The reaction between 1 and 1,3-diphenyl thiourea in 2 : 1 molar ratio, too, resulted exclusive formation of 8; unexpectedly, no disubstituted product was obtained. Due to the limited thermal stability of 8, we could not perform its CHN analysis. 1

A Pyrex NMR tube was charged with 0.183 g (0.64 mmol) of compound 8 in 0.3 mL of CDCl 3 . The tube was sealed under vacuum and immersed in an oil bath maintained at 70°C. After 5 h, the 1 H, 29 Si and 13 C NMR monitoring showed a quantitative transformation of 8 to 1,1-dimethyl-3-phenylthiourea PhNH(C=S)NMe 2 (9) [8] and hexahydro-1,3,5-triphenyltriazine (PhNCH 2 ) 3 (10).

A 20 mL round-bottom flask was charged with a solution of 0.24 g (1.27 mmol) of 1 and 0.29 g (1.27 mmol) of 1,3-diphenylthiourea in 10 mL of dichloromethane. The solution was stirred overnight at room temperature. Excess of MeI (1 mL) was then added with a syringe to the reaction mixture. After 15 min of stirring, a white solid started to precipitate, and the reaction mixture was further stirred for 2 h. The solvent and triethylsilanol were removed under vacuum. The white solid was treated twice with 15 mL of hexane, the extract was filtered, and the solvent was removed to obtain methyl N,N-diphenylcarbamimidothioate PhN=C(SMe)NHPh (13), yield 62% yield, mp 106°C (107°C [13]).

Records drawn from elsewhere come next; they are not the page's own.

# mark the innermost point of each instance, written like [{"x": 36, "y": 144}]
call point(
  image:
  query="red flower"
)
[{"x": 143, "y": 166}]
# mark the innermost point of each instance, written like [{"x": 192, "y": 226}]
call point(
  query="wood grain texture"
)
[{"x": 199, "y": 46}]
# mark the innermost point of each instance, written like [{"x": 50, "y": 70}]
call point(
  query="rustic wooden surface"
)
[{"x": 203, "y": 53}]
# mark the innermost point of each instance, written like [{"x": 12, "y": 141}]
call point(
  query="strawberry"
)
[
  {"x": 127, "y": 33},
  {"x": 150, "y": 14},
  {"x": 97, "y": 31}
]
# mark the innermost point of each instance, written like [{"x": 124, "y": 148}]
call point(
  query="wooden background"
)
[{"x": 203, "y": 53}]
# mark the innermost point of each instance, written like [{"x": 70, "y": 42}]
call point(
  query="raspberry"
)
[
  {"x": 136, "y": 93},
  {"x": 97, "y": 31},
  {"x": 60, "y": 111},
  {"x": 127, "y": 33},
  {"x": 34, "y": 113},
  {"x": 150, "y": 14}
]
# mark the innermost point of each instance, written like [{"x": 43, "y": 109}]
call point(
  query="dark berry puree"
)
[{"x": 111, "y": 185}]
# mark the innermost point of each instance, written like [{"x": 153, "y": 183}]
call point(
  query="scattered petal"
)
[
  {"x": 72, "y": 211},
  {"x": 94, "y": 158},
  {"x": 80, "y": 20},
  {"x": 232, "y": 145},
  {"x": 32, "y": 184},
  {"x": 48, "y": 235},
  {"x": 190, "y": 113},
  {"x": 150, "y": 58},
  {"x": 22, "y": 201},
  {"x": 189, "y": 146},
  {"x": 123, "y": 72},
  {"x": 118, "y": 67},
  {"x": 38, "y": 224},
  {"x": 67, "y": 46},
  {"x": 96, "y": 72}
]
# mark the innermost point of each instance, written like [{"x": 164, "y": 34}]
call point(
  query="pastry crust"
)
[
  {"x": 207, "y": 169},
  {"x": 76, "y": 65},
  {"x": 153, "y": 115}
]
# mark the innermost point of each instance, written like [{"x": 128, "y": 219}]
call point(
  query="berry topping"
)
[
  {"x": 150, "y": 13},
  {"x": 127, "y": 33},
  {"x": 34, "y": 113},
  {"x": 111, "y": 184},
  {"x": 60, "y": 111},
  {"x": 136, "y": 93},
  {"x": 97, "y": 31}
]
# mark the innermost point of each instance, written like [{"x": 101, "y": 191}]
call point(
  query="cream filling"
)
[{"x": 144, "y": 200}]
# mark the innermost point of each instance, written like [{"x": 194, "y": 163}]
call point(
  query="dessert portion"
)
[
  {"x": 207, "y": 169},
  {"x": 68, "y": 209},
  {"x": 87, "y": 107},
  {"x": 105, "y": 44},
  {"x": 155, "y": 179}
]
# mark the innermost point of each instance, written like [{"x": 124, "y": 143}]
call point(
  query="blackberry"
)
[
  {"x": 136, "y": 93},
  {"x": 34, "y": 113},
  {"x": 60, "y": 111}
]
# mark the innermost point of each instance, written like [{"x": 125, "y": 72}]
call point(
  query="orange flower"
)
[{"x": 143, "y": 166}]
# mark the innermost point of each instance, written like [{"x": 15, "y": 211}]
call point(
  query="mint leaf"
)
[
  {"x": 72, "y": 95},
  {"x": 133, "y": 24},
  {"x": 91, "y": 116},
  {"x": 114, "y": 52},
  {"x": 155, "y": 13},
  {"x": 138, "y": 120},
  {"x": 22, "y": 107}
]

Reaction of Et 3 SiOCH 2 NMe 2 with 1,3-dimethylurea. In a typical experiment, a 10 mL round-bottom flask was charged with 0.22 g (1.16 mmol) of Et 3 SiOCH 2 NMe 2 and 0.10 g (0.1.16 mmol) of 1,3-dimethyurea in 5 mL of dichloromethane. The reaction mixture was stirred overnight at room temperature. The solvent and triethylsilanol were removed under vacuum overnight to isolate 1-[(dimethylamino)methyl]-1,2-dimethylurea MeNH(C=O)NMeCH 2 NMe 2 as a colorless oil, yield 80% The material is thermally stable and does not undergo significant decomposition even on heating at 45°C for 2 days. 1 H NMR spectrum, δ, ppm: 2.13 s (6H, CH 3 ), 2.69 d (3H, CH 3 , J 4.8 Hz), 2.87 s (3H, CH 3 ), 3.51 s (2H, CH 2 ), 6.31 br.s (1H, NH). 13 C NMR spectrum, δ, ppm: 26.8 (Me), 35.6 (Me), 41.5 (N-Me 2 ), 73.9 (CH 2 ), 160.6 (C=O).

A similar reaction between Et 3 SiOCH 2 NMe 2 and 1,3-diphenylurea in different molar ratios in dichloromethane failed to yield any dimethylaminosubstituted product.